Journalist Keith Baker takes a look at what is making the headlines in Tuesday's morning papers.
The News Letter and the Irish News both have front page stories on the killing of John Cooke whose body was found in a house outside Lisburn, County Antrim.
Meanwhile, the Irish News gives its main headline to a report that the Free Presbyterian Church has launched a campaign directed at Ireland's 3,000 Catholic priests.
They will all be sent a CD which is aimed, as the campaign puts it, "at converting them to Christianity".
The Reverend David McIlveen of the Free Presbyterian morals and standards committee tells the paper while he is open to the possibility that Catholic priests might already be Christians, he has not met one he considers to be so.
The Irish Independent highlights an attack on Sinn Fein by Irish Justice Minister Michael McDowell.
He has accused the party of being "completely subservient to the IRA and of suffering from a radical inability to end paramilitarism".
The paper says it is his toughest attack on republicans yet.
'Needs and demands'
The Irish Times is angry that Irish Prime Minister Bertie Ahern has ruled out an inquiry into the Dublin and Monaghan bombings.
It says the families of those killed and injured have been done a great wrong.
They were entitled to believe that every effort would be made to bring the perpetrators to justice, but their needs and demands were ignored, it says.
The Irish News says a report to be issued on Tuesday will say that Belfast City Council staff are powerless to remove illegal loyalist bonfires because they are afraid of verbal and physical intimidation.
The report says the bonfires are an increasing danger to the public and they do not help the city's efforts to improve tourism.
The News Letter agrees. It says "the unseemly sight of mountains of pallets and tyres abandoned for weeks on green field corners or against gable walls does very little for the image of Northern Ireland".
But the paper also echoes the views of Environment Minister Angela Smith, who says bonfire events play an important role in Northern Ireland's culture and heritage, provided proper guidelines are adopted.
Several of the cross-channel papers carry front page pictures of the blackened remains of the car in which the leader of the Iraq Governing Council was travelling when a suicide bomber struck.
For the Independent, it symbolises the wreckage of the Iraq policy.
The Daily Telegraph concentrates on Tony Blair's statement that he is not going to cut and run from Iraq.
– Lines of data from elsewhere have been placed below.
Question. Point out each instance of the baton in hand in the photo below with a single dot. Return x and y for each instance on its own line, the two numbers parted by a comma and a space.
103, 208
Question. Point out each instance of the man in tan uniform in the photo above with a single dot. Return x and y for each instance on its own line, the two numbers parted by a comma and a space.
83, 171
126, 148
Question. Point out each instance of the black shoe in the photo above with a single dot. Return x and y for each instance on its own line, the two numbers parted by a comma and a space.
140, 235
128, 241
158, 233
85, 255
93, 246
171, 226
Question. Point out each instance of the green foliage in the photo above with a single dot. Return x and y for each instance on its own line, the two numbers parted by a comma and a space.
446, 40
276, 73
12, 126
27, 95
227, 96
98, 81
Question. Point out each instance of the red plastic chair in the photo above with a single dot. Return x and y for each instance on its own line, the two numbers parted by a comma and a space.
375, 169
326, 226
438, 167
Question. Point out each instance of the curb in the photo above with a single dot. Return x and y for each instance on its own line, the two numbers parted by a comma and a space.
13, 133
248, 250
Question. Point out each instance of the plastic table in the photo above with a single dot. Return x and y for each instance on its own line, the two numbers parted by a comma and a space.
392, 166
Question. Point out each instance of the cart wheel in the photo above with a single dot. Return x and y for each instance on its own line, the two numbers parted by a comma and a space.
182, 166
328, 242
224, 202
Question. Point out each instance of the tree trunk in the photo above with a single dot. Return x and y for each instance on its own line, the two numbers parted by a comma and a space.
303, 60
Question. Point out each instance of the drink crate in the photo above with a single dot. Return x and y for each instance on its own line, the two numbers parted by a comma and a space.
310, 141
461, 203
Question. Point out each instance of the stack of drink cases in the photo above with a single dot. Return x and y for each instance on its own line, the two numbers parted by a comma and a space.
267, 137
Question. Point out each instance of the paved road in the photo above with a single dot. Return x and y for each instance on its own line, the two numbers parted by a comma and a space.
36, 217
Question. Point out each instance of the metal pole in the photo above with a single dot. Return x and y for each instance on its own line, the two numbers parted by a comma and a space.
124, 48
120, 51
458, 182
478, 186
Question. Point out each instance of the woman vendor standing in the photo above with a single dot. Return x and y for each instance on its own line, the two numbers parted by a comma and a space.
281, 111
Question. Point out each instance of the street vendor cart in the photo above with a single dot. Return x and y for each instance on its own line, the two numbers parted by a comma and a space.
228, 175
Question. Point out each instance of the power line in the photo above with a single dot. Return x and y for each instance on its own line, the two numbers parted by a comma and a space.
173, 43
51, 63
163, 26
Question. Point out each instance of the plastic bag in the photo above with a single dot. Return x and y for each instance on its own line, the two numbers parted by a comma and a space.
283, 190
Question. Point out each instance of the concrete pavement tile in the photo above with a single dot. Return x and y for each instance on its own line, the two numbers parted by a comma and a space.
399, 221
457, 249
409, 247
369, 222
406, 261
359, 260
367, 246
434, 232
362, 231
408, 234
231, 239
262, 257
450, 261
The paper says he is defiant and that he has given his strongest signal yet that he will stay on as prime minister until after the general election.
While other papers resort to artists' impressions and diagrams of the foiled Heathrow heist on Monday, the Mirror has actual photographs from the scene, showing armed police handcuffing the alleged perpetrators and taking them away.
The Mail devotes its front page to the latest security scare at Windsor Castle. "Another intruder," the headline says, and there is a picture of the Queen looking suitably unamused.